Monocytes/Macrophages: Monocytes and macrophages are involved in phagocytosis and intracellular killing of microorganisms. Macrophages process protein antigens and present peptides to T cells. These monocytes/macrophages are highly adherent, motile and phagocytic; they marshal and regulate other cells of the immune system, such as T lymphocytes; serve as antigen processing-presenting cells; and act as cytotoxic cells when armed with specific IgG antibodies.

Macrophages are differentiated monocytes, which are one of the principal cells found to reside for long periods in the RES. Macrophages may also be recruited to inflammatory sites, and be further activated by exposure to certain cytokines to become more effective in their biologic functions.

Lymphoid Cells

These cells provide efficient, specific and long-lasting immunity against microbes and are responsible for acquired immunity. Lymphocytes differentiate into three separate lines: thymic-dependent cells or T lymphocytes that operate in cellular and humoral immunity, B lymphocytes that differentiate into plasma cells to secrete antibodies, and natural killer (NK) cells.

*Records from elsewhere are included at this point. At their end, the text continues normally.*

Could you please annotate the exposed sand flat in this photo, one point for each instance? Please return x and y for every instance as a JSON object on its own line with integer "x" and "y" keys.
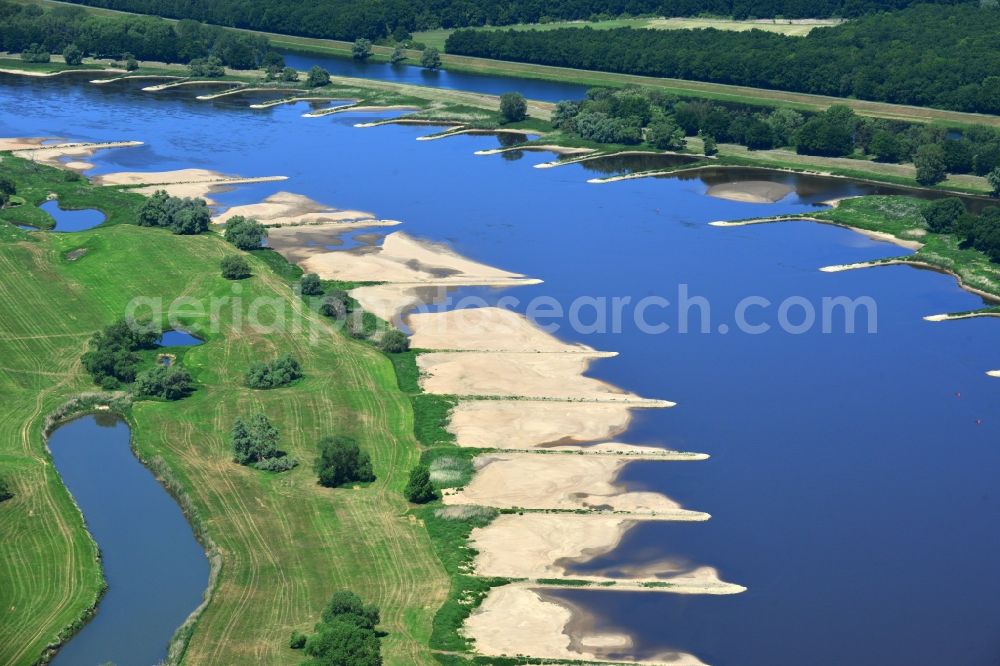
{"x": 20, "y": 143}
{"x": 179, "y": 84}
{"x": 52, "y": 154}
{"x": 286, "y": 208}
{"x": 962, "y": 315}
{"x": 874, "y": 235}
{"x": 551, "y": 148}
{"x": 528, "y": 375}
{"x": 518, "y": 620}
{"x": 544, "y": 545}
{"x": 484, "y": 329}
{"x": 38, "y": 74}
{"x": 528, "y": 423}
{"x": 402, "y": 258}
{"x": 750, "y": 191}
{"x": 561, "y": 482}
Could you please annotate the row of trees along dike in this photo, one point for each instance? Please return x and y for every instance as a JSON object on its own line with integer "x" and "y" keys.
{"x": 395, "y": 19}
{"x": 926, "y": 55}
{"x": 635, "y": 115}
{"x": 38, "y": 32}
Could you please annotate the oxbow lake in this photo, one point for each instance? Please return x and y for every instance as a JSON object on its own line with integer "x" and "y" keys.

T and B lymphocytes are the only lymphoid cells that produce and express specific receptors for antigens.

T Lymphocytes: These cells are involved in the regulation of the immune response and in cell mediated immunity and help B cells to produce antibody (humoral immunity). Mature T cells express antigen-specific T cell receptors (TcR) that are clonally segregated (i.e., one cell lineage-one receptor specificity). Every mature T cell also expresses the CD3 molecule, which is associated with the TcR. In addition mature T cells display one of two accessory molecules, CD4 or CD8. The TcR/CD3 complex recognizes antigens associated with the major histocompatibility complex (MHC) molecules on target cells (e.g. virus-infected cell). The TcR is a transmembrane heterodimer composed of two polypeptide chains (usually, alpha and beta chains). Each chain consists of a constant (C) and a variable (V) region, and are formed by a gene- sorting mechanism similar to that found in antibody formation. The repertoire is generated by combinatorial joining of variable (V), joining (J), and diversity (D) genes, and by N region (nucleotides inserted by the enzyme deoxynucleotidyl-transferase) diversification. Unlike immunoglobulin genes, genes encoding TcR do not undergo somatic mutation. Thus there is no change in the affinity of the TcR during activation, differentiation, and expansion.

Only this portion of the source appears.